A car plowed into the outdoor terrace of a pizzeria in the small town of Sept-Sorts east of Paris on Monday, killing a 12-year-old girl and seriously injuring several other people.
The driver deliberately targeted the diners, said a local prosecutor who announced he was ruling out terrorism and opening a murder investigation.
"There is no doubt that he voluntarily decided to create what happened," prosecutor Eric de Valroger told reporters at the scene of the incident.
No weapon was found in the vehicle, the prosecutor added.
Interior Ministry spokesman Pierre-Henry Brandet told Reuters the driver was a "depressive" aged 32 and described him as an unstable character.
The incident occurred on a warm summer's evening on the eve of a national holiday and witnesses said the outdoor eating area was busy.
Brandet said five victims were being treated in hospital for life-threatening injuries. Eight others suffered minor injuries and seven were treated for shock.
"Everyone on the terrace was hit," one witness told BFM TV.
A police source said the driver lived in a neighbouring village to Sept-Sorts, about 41 km (25.6 miles) to the east of Paris, and had tried to commit suicide on Sunday.

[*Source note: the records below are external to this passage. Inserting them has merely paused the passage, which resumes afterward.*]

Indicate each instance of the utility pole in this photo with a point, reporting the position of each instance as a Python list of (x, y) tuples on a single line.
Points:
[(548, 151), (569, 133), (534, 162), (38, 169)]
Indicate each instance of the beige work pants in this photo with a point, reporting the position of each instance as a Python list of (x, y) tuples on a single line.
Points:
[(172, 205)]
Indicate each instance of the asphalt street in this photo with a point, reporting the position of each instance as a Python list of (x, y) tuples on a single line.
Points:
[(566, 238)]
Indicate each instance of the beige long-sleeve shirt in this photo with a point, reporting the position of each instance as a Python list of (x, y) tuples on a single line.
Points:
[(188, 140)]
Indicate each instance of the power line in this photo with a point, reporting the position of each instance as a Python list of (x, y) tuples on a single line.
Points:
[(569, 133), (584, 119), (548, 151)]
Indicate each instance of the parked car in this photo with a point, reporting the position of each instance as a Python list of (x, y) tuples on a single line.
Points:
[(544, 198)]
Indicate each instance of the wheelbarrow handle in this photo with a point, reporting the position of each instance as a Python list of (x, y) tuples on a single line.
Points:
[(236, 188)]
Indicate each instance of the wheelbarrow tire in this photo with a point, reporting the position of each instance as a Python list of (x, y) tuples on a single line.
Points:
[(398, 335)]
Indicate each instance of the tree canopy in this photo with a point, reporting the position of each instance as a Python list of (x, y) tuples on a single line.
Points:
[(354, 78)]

The incident occurred less than a week after an Algerian national was arrested on suspicion of deliberately ramming a hire car into a group of soldiers on a patrol in the Paris suburb of Levallois-Perret, injuring six of them.
The soldiers were part of Operation Sentinel, launched in the wake of Islamist attacks in Paris in early 2015. The Levallois-Perret attack was the 15th on troops and police in the last two-and-a-half years, many of them Islamic State-inspired.